Date: Friday Sep 26, 2008
Place: CSE 404
Time: 12:00 pm
Speaker: Karthik Gurumoorthy
Topic: Sparse Projections Onto Exemplar Orthonormal Bases for Compact Image Representation.

LINK TO PAPER

Abstract:
We present a new method for compact representation of large image datasets. Our method is based on treating small patches from an image as matrices as opposed to the conventional vectorial representation, and encoding those patches as sparse projections onto a set of exemplar orthonormal bases, which are learned a priori from a training set. The end result is a low-error, highly compact image/patch representation that has significant theoretical merits and compares favorably with existing techniques on experiments involving the compression of ORL and Yale face databases.

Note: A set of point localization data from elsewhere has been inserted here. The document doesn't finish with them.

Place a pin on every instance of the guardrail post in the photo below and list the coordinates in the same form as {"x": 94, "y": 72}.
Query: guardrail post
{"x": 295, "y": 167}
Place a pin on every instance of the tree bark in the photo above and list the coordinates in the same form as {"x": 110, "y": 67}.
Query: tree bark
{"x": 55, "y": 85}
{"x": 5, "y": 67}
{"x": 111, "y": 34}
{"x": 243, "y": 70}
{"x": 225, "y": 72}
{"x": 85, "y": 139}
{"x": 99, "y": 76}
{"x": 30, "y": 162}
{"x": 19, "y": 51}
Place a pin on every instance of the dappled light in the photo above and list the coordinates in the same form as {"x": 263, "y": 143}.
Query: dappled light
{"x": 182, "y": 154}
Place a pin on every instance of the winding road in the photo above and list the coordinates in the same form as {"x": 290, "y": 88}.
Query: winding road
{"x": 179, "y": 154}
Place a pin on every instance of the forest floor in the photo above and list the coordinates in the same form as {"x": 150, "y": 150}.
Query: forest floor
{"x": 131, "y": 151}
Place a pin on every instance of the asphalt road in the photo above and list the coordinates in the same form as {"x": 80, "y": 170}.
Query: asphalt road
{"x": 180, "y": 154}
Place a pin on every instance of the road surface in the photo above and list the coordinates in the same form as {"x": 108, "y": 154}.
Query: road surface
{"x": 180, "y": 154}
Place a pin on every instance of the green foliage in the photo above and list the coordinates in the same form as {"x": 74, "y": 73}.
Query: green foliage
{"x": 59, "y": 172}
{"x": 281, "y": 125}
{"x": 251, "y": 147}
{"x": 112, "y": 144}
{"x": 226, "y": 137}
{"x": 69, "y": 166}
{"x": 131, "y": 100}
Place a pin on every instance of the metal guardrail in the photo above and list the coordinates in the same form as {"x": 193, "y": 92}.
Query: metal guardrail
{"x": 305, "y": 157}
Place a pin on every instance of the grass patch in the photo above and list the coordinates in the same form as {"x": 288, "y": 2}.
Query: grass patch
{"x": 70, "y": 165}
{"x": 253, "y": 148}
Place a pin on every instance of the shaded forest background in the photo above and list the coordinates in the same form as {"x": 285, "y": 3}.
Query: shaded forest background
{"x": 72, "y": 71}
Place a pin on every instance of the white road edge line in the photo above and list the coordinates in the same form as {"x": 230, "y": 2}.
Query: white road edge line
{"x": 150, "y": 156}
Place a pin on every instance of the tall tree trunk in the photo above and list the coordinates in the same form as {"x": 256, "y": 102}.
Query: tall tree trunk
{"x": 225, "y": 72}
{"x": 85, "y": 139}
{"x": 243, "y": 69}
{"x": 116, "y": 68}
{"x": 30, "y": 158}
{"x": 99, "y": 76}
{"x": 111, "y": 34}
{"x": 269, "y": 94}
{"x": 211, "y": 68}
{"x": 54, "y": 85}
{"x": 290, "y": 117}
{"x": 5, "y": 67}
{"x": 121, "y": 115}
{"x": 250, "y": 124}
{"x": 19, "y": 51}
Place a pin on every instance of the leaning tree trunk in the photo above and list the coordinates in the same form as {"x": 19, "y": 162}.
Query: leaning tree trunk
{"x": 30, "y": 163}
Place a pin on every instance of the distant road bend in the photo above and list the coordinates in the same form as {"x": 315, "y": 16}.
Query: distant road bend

Date: Wednesay Sep 17, 2008
Place: CSE E221
Time: 1:55 pm
Speaker: Dr.Amit Roy Chowdhury
Topic: From Single Images To Camera Networks: Modeling and Inference Strategies

Abstract:
The complexity of vision systems can be represented along many parameters, one of them being the amount of data that is processed. On one end of this spectrum is a single image, while on the other end is a large camera network. In this talk, he will focus on these two ends of the spectrum, analyze their unique requirements and inter-relationships.

In the first part, he will discuss mathematical models of image appearance. In my research, he tried to address the question on how valid are some of the commonly used models, like linear, bilinear, multilinear, locally linear. Given the physical laws of object motion, surface properties and image formation, can we derive some of these models from first principles? We will see that, under certain mathematical assumptions, we can indeed derive some of these models and that this analysis provides new insights into problems of tracking and recognition.

In the second part of the talk, I will discuss his current work on scene analysis in camera networks. He will first describe a multi-objective optimization framework that is able to hold tracks of multiple targets over space and time by adapting between delay and accuracy requirements. Then, he will describe his recent work on cooperative control of a camera network using game theory. The importance of a good understanding of the properties of single images in analyzing data over a camera network will be highlighted.